My beta testers have been hard at work and have found several issues - thankfully minor. In the meantime, I've been creating renders, including animations, for the product page.
One thing that has always bothered me about the renders is that the grout seemed to me to be too bright and where you are looking through the glass at the grout, it appeared more pixelated than seemed right. This was especially noticeable in the animations where this caused a "sparkling" effect that I found very annoying and unrealistic. In addition, the color of the GB tended to bleed into the grout. In the past I had tried a number of things to correct this, but nothing worked.
Then, after looking at a test animation, and feeling annoyed once again, I had an epiphany and suddenly knew (or rather hoped) what I could do to correct this problem.
It worked!
Also, me being me
, I couldn't help but fiddle with the GB bumpiness pattern and I'm finally happy with the results.
Here's an animation with the grout fixed:
(I don't like what YouTube did to the quality, but...)
I also fiddled with the render settings and found that turning Progressive rendering on produced much better results than lowering the shading rate.
AND - it rendered in much less time! No more four-day rendering times for a short animation! The render time is
one-third what it was with the shading rate set to 0.25 - and the reflections were better!
All three of these renders have the ray trace max set to 4. Look at the reflection of the door, where the difference is most apparent.

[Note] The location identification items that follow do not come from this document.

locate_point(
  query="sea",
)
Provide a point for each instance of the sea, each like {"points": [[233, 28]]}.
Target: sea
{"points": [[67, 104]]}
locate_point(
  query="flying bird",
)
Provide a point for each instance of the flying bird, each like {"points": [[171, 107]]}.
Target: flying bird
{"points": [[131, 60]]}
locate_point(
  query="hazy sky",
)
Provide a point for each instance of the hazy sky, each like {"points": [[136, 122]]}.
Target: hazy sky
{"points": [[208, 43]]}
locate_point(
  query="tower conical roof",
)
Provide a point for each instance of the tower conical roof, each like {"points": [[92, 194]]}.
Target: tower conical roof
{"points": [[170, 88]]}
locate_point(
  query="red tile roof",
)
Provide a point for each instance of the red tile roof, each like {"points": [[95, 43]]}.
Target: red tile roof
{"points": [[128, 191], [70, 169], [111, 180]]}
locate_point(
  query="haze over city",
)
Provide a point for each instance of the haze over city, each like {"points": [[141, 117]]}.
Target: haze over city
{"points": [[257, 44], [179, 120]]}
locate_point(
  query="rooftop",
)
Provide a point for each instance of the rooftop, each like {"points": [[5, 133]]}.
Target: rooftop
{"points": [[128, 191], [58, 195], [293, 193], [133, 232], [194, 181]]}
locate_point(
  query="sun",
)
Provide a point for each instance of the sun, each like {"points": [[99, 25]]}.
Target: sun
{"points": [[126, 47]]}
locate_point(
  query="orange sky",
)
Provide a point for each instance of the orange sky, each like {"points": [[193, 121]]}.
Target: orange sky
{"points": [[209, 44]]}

Progressive OFF, shading rate 1 (default). Render time = 2 minutes 36.81 seconds
Progressive OFF, shading rate 0.25. Render time = 6 minutes 55.83 seconds
Progressive ON. Render time = 2 minutes 9.2 seconds
After seeing these results, I have to wonder why Daz didn't use progressive as the default. I get that needing a quality reflection isn't often needed, but still, the progressive render took less time than with the shading rate set to the default and the quality of the render is at least as good (possible a tad better) in the non-reflected areas, so why use the slower alternative? Anyone know the why Daz chose to go with progressive off?